When Prospero the Enchanter takes ownership of his talented young daughter, he can’t resist challenging his old nemesis Alexander to one more contest. With no beginning or ending date set and no specific venue the competition begins, each Master training their chosen apprentice in the art of magic. And what better place to display these talents than at a circus – not just any circus, but a Night Circus which begins at sundown and closes at dawn roaming from one site to another with no advance notice but so spectacular in its amusements that the general public cannot resist its allure. There’s even an extreme fandom of Reveurs who seek out Le Cirque Des Reves and follow it from locale to locale, wearing a splash of red against their austere black and white clothing to identify themselves to fellow devotees. The brainchild of Chandresh and his small entourage of creative talents, they achieve the goal of creating a masterpiece unique in its scope and “top shelf” in its entertainment value managed with the silent, hidden skill of Marco, Chandresh’s Assistant and Celia, the Illusionist. The reader finds themselves in the midst of the performance, mesmerized with the details and wondering how the saga will play itself out.
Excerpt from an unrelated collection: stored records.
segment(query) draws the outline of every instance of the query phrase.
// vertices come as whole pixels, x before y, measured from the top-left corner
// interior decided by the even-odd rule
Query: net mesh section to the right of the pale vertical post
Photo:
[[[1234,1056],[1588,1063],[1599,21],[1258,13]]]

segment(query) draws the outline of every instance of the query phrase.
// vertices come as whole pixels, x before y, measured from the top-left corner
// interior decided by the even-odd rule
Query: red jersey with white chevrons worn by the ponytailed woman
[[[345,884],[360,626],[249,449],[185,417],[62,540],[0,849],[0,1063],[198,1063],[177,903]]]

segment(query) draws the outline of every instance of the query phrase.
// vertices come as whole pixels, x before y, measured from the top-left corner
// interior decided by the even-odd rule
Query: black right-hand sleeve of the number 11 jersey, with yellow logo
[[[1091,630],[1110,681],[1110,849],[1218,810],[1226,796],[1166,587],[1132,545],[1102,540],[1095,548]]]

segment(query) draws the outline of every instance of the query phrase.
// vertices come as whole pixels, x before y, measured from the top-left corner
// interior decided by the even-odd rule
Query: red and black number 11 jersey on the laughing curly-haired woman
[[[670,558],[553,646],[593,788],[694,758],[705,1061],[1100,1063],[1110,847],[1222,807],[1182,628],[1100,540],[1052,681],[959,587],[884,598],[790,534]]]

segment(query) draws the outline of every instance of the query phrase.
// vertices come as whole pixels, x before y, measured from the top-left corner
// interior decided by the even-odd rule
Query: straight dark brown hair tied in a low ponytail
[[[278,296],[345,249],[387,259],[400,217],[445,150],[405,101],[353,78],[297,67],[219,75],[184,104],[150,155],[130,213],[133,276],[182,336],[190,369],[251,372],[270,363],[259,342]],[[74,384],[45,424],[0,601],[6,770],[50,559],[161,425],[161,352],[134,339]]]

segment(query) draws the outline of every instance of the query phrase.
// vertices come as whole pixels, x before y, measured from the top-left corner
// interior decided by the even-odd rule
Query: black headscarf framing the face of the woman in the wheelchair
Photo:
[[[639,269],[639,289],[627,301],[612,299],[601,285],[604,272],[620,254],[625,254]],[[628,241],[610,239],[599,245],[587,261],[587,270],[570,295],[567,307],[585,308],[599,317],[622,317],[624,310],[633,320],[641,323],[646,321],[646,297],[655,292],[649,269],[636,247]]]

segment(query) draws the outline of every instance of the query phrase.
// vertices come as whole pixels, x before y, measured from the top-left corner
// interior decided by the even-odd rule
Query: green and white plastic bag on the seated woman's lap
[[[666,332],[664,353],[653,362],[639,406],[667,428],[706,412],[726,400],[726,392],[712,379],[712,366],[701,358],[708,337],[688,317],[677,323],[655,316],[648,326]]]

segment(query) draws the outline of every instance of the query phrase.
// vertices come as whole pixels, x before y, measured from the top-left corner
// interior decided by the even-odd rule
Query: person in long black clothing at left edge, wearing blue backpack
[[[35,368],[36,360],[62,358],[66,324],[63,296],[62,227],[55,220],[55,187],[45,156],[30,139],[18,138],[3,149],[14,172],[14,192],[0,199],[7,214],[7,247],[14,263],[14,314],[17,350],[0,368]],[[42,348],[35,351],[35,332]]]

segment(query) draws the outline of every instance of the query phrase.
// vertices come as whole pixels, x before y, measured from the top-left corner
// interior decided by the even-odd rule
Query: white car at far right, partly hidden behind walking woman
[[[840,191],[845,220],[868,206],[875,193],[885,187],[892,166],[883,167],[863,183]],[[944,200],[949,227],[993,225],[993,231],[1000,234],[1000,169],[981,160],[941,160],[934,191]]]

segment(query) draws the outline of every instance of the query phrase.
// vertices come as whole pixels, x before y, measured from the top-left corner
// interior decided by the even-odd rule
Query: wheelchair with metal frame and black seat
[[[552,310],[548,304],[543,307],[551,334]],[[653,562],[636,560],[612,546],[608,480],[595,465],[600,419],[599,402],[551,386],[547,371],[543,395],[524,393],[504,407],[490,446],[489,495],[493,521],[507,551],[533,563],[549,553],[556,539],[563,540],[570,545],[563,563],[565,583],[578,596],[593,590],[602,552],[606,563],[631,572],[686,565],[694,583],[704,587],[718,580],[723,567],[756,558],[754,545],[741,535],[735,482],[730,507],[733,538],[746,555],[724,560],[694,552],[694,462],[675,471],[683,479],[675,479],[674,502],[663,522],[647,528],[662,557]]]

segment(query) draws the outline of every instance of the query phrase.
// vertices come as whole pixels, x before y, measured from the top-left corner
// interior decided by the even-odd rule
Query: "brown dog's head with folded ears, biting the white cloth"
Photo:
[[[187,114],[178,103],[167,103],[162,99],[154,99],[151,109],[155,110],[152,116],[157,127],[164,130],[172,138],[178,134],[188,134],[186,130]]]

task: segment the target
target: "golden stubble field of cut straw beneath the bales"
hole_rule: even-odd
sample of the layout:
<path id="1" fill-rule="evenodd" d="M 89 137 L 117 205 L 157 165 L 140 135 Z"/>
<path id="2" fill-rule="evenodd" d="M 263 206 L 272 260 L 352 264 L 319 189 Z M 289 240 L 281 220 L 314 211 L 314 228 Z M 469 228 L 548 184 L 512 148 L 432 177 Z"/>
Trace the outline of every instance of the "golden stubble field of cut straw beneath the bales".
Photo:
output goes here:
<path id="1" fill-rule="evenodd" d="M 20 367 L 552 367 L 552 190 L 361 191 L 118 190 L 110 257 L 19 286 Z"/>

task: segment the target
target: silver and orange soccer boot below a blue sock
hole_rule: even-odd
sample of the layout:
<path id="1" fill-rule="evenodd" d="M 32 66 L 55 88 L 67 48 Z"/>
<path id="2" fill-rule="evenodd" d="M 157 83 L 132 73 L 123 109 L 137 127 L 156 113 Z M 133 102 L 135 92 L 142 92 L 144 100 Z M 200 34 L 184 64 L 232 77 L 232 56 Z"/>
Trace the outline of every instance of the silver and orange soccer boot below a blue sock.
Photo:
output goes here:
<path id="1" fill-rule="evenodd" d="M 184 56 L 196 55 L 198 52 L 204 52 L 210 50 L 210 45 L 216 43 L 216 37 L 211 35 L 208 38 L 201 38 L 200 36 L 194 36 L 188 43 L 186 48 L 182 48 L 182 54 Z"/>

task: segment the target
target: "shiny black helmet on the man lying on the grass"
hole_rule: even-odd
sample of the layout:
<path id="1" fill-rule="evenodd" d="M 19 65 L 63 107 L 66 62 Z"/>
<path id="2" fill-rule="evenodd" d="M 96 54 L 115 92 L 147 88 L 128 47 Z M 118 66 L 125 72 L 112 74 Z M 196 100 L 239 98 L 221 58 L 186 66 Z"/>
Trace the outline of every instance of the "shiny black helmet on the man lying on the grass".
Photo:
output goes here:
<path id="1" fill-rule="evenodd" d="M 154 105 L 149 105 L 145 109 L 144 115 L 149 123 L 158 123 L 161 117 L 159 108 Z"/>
A good way to sum up this book is through a quote attributed to the clockmaker and number one fan:

“I find I think of myself not as a writer so much as someone who provides a gateway, a tangential route for readers to reach the circus again, if only in their minds, when they are unable to attend it physically. I relay it through printed words on crumpled newsprint, words that they can read again and again, returning to the circus whenever they wish, regardless of time of day or physical location. Transporting them at will.
When put that way, it sounds rather like magic, doesn’t it? -Friedrick Thiessen, 1898″

It is indeed magic, not just the plot but the beauty of the narrative as the words paint an unforgettable picture making the reader feel as if they are a part of the scene. The chapters circulate back and forth through time from the 1870’s to 1902 as secrets are revealed and details disclosed in such as way as to keep us guessing right through the chaotic climax which changes everything.

I could compare The Night Circus to the peeling of an artichoke in order to access its heart, but I feel it is more like a Rubik’s Cube requiring numerous twists and turns to reach the final move. Five stars for an incredible reading experience.